For the best results, runners should taper their training, switching between high and low altitude runs. High altitude is most commonly defined as 8,000 feet or more above sea level. The “live high, train low” method of altitude training suggests that runners live at high altitudes to improve their blood oxygenation, then train at lower altitudes to maintain their speed. However, since few cities offer both, very few non-professional runners ever attempt this method. 

High altitude running is not without its critics. Those who oppose the training method argue that the body’s natural tendency to slow down in higher altitudes could actually hinder a runner’s progress. Runners training at high altitudes are also more susceptible to dehydration and run the risk of developing altitude sickness, which can have severe side effects. 

When running at high altitudes, allow for the body to become acclimated to the altitude before training.

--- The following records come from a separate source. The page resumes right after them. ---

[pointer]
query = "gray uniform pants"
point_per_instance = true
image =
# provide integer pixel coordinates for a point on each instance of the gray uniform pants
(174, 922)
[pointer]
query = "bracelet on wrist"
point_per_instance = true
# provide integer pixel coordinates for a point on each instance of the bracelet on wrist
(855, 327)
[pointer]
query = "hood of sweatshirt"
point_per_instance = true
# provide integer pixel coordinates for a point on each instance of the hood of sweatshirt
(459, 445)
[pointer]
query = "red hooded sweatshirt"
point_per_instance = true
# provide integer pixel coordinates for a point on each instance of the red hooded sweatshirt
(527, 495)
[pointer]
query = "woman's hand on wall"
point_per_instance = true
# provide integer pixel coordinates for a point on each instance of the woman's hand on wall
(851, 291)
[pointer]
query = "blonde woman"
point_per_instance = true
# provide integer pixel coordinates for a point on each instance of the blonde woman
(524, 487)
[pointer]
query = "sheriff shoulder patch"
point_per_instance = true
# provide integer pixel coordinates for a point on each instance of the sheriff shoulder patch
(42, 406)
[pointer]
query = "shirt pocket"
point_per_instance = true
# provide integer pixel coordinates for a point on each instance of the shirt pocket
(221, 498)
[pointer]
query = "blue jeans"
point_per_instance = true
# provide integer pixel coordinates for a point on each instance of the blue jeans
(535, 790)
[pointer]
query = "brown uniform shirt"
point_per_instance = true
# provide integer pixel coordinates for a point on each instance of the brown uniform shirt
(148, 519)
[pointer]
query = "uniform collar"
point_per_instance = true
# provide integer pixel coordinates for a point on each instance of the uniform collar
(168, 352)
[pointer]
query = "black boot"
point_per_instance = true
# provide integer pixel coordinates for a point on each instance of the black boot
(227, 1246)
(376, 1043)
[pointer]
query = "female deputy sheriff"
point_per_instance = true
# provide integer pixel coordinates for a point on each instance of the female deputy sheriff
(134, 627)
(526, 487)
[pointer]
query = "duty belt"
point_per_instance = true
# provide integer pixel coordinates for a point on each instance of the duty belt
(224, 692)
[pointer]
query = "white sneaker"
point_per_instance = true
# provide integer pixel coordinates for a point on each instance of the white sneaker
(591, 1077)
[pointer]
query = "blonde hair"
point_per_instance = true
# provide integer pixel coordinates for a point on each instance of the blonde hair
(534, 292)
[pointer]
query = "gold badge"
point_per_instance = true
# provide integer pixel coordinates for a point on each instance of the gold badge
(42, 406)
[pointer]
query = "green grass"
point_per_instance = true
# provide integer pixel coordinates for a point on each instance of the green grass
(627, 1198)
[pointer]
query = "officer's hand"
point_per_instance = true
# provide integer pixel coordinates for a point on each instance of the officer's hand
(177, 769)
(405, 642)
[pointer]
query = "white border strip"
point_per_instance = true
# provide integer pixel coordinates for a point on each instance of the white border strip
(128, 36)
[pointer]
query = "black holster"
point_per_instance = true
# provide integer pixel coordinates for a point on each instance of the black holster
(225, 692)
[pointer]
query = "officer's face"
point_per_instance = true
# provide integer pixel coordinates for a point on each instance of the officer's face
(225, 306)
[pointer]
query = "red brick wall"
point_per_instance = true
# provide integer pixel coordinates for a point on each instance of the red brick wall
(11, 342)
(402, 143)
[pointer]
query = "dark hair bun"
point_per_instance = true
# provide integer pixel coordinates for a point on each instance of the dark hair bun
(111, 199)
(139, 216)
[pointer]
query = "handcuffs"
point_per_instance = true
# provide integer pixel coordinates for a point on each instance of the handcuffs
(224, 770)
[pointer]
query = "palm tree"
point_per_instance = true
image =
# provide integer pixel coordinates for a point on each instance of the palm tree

This usually requires around 24 hours. Remember to stay hydrated. The body is more susceptible to dehydration at higher elevations.

Be prepared mentally. Runners should know their limits when beginning training so as to avoid injury and illness. Lastly, avoid alcohol and caffeine while running. Both are considered diuretics and can affect the body’s natural functions. 

Runners considering altitude training should educate themselves as thoroughly as possible before training for their next race in the mountains. Consulting a physical trainer can also help runners decide what type of training will best suit their fitness goals. The more a runner knows, the faster they’ll reach new heights in their running both physically and geographically.